Contract Law

Bethany M. Whitmarsh, LeClairRyan Providence, R.I.
Experienced litigator represented clients in a wide range of financial service and real estate litigation.

Carroll, No. 2017-0673, September 18, 2018

Affirmed and remanded.

  • Whether a contractual provision provided for mandatory arbitration for all claims arising under the contract.

The court considered the interlocutory appeal of L.B.O. Holding, Inc. d/b/a Attitash Mountain Resort (Attitash) from the trial court’s denial of its motion to dismiss the complaint of Grand Summit Hotel Condominium Unit Owners’ Association (Association).

The Association contracted with Attitash to perform management functions for the Association, including negotiating and arranging equipment maintenance. In its role as manager, Attitash retained a commercial heating and cooling contractor to, in part, winterize the cooling tower each year beginning in 2011. In 2013, Attitash failed to arrange the winterization of the cooling tower and the tower sustained damage as a result. In 2014, Attitash rented a temporary cooling tower and in 2015, Attitash had the damaged cooling tower repaired. Attitash incurred more than $200,000 in costs, which the Association paid as “Actual Costs” pursuant to its contract with Attitash.

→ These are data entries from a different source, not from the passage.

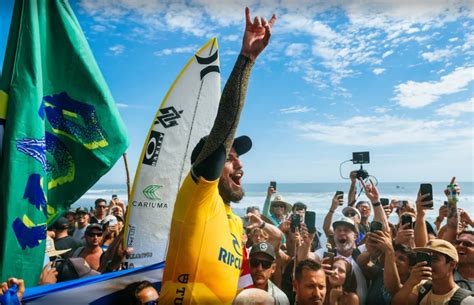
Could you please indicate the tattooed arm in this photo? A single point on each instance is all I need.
(211, 159)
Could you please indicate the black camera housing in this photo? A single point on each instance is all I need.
(362, 157)
(362, 173)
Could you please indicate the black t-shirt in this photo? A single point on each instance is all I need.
(66, 243)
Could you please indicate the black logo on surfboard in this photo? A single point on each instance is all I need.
(169, 117)
(155, 141)
(208, 61)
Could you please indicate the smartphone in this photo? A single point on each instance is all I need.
(273, 184)
(295, 222)
(330, 255)
(340, 193)
(310, 221)
(246, 221)
(407, 219)
(402, 203)
(376, 226)
(423, 257)
(384, 201)
(426, 188)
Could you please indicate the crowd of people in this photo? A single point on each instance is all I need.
(366, 260)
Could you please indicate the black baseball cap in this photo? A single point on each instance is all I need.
(241, 146)
(82, 210)
(60, 224)
(264, 248)
(94, 226)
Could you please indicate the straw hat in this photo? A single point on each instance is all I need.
(440, 246)
(280, 199)
(51, 250)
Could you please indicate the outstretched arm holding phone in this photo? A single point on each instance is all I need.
(372, 193)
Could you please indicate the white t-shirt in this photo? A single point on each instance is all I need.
(360, 278)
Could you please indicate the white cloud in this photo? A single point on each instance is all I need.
(382, 110)
(419, 94)
(378, 71)
(231, 37)
(438, 55)
(295, 49)
(388, 53)
(390, 131)
(117, 49)
(165, 52)
(296, 109)
(457, 109)
(99, 28)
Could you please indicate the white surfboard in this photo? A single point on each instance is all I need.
(185, 116)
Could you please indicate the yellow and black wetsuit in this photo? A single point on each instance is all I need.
(205, 248)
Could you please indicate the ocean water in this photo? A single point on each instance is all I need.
(317, 196)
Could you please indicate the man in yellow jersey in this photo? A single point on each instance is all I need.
(205, 248)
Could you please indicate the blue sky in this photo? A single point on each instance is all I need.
(396, 79)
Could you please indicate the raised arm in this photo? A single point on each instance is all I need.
(421, 234)
(211, 159)
(379, 213)
(266, 204)
(352, 189)
(328, 218)
(453, 221)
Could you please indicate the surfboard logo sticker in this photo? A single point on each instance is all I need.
(169, 117)
(155, 141)
(149, 192)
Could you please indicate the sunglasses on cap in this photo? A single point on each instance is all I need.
(91, 234)
(254, 262)
(464, 243)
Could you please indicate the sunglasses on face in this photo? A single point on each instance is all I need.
(254, 262)
(94, 234)
(465, 243)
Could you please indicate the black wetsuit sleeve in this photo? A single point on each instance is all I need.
(211, 160)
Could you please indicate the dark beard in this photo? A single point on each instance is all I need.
(227, 194)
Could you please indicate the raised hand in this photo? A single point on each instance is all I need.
(370, 191)
(257, 34)
(421, 271)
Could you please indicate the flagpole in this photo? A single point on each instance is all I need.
(128, 175)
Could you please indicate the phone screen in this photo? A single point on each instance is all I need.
(338, 193)
(273, 184)
(295, 222)
(376, 226)
(407, 219)
(426, 188)
(310, 221)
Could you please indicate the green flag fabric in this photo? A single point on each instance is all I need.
(62, 130)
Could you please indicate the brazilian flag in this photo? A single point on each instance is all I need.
(62, 131)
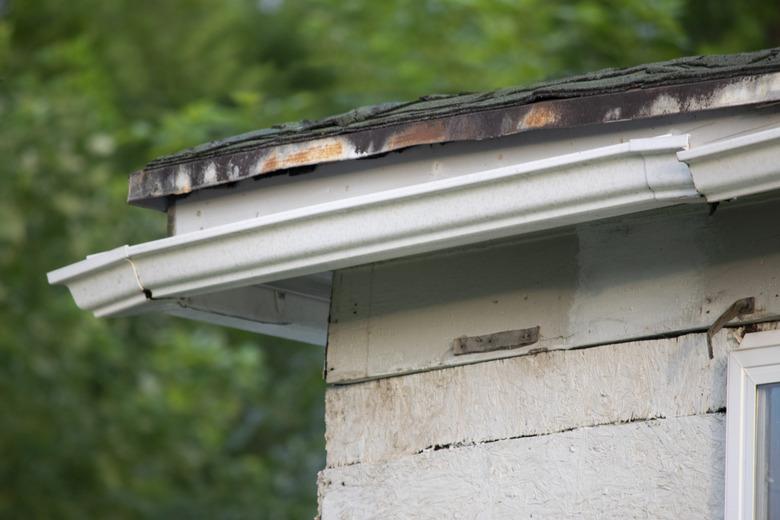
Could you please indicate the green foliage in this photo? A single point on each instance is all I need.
(152, 417)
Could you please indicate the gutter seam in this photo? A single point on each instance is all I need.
(147, 292)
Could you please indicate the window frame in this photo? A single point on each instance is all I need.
(755, 363)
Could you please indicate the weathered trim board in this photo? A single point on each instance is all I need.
(659, 272)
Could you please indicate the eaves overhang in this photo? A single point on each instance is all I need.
(633, 176)
(683, 86)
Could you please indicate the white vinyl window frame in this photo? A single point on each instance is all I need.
(757, 362)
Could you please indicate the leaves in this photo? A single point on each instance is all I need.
(157, 417)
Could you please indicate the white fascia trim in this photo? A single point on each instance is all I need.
(737, 166)
(619, 179)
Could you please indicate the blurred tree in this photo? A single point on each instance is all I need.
(157, 417)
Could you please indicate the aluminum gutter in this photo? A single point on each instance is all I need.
(737, 166)
(607, 181)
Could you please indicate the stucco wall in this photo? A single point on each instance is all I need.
(626, 428)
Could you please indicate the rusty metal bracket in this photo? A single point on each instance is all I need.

Subsequently, the Association filed a complaint against Attitash for its failure to arrange for the maintenance of the cooling tower. The Association asserted claims for breach of contract, breach of the covenant of good faith and fair dealing, negligence and violation of the Consumer Protection Act. Attitash moved to dismiss the Association’s complaint based on a purported arbitration clause in the parties’ contract that provided for an independent public accountant review of a challenge to the “nature, amount or method” of an amount charged by Attitash. The trial court denied the motion to dismiss and approved Attitash’s interlocutory appeal.

The court agreed with the trial court’s conclusion that the purported arbitration clause did not require mandatory arbitration for all matters that lead to the incurrence of actual costs. As an initial matter, Attitash argued for the first time on appeal that the Federal Arbitration Act (FAA) should apply.  The court avoided determination of whether or not the choice of law issue properly was before the court by assuming that it was since the FAA and the New Hampshire arbitration statute were the same with regard to the issues on appeal and both provide for the presumption of arbitrability to apply to arbitration clauses.

The court further assumed that the subject provision was an arbitration clause, but found that the Association’s claims did not come within the scope of the provision and so arbitration was not mandatory.  The court agreed with the Association that its claims did “not challenge the nature, amount or method” of the calculation of the actual costs related to the cooling tower, but rather were based on the misconduct of Attitash in not properly maintaining the tower, and its later misrepresentations regarding the cause of the damage. The court found the purported arbitration clause to be narrow in scope based on the language in the provision, and the presumption of arbitrability does not override the intention of the parties as expressed in the agreement.


Michael D. Ramsdell, Ramsdell Law Firm, Concord, for the plaintiff; Thomas Quarles, Jr. and Brendan P. Mitchell, Devine, Millimet & Branch, Manchester, for defendant.